Haggling isn't a factor in auction style markets or in markets with a trading book of waiting orders (such as stock markets). Ian is completely right that micro transaction markets need to be automated. This can be done using artificial intelligence bots who place bids and offers on trading books. This has potential in creating a decentralized Internet or P2P network where traffic and network services get routed by least cost, where cost is monetary. All services and traffic would be paid for by micro-transactions. A server or route which is not busy could lower its prices to attract traffic. A server or route which is overwhelmed would raise its prices to deter traffic. A piece of data looking for a route would find the least cost route by comparing the prices of possible routes. A structure like this would enable ISPs and backbone providers to make money with micro transactions without having to have subscribers. This would provide the monetary incentive that they need to operate profitably without having any centralization. This is the key to making a decentralized Internet that can scale globaly. So far all attempts at decentralized Internet are limited to local areas because the participants don't have any way to profit from the services they offer.
Adding to my previous comment, by decentralized Internet, I mean what some people refer to as a mesh network. We need to create a new network which does not have any centralized components whatsoever - both the naming system and the addressing system need to be completely decentralized. And an important key to making this work globally is for all data transfer and network services to be paid for monetarily in micro transactions, where all service providers compete with each other in price, and routes are found by least cost monetarily.
Thanks for explaining that to me. You've made an excellent case.
I still see a big gap between theory and bah humbug reality, though, because at some point those micro transactions are going to accumulate into actual bills to pay. And as soon as money is involved in a decentralized fashion you need some kind of decentralized and undeniable proof of transit for the data that was billed. Which would probably require some kind of encryption to ensure it was not decrypted before it was paid for, and so on and so forth.
But maybe you guys already have a scheme with all this figured out.
So far this is just me advocating micro-payments to pay for traffic and services. I don't have any scheme fully figured out, but I think that both sides of any link could just keep track of traffic and compare their figures. If they disagree, then how they handle it depends on their relationship. If they have a friendly relationship, small disagreements should not be a problem. If they don't have a friendly relationship, that link will simply cease to exist in the network. With a completely decentralized network, the disappearance of some links won't be a problem because traffic has such a wide variety of routes to choose from.
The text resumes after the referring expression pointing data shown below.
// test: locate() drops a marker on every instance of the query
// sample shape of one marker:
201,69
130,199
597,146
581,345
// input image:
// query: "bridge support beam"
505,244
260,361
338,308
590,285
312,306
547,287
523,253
I don't think that a PKI would be necessary for most of the network. Fixed links, such as land lines or fixed wireless links are between nodes with an ongoing relationship who have a basis to establish trust. The accounting between fixed links would not be designed to provide evidence for 3rd party dispute resolution, but rather it would be assumed that such parties will handle their own disputes. Thus, the only accounting necessary would be a count of packets for each interval when a particular price is in effect. The only part of the network which would need PKI and evidence for 3rd parties would be for mobile wireless links between nodes who do not know each other. This type of data would have a higher accounting overhead and thus a higher cost, but would probably only be a factor at the endpoints of routes for mobile users.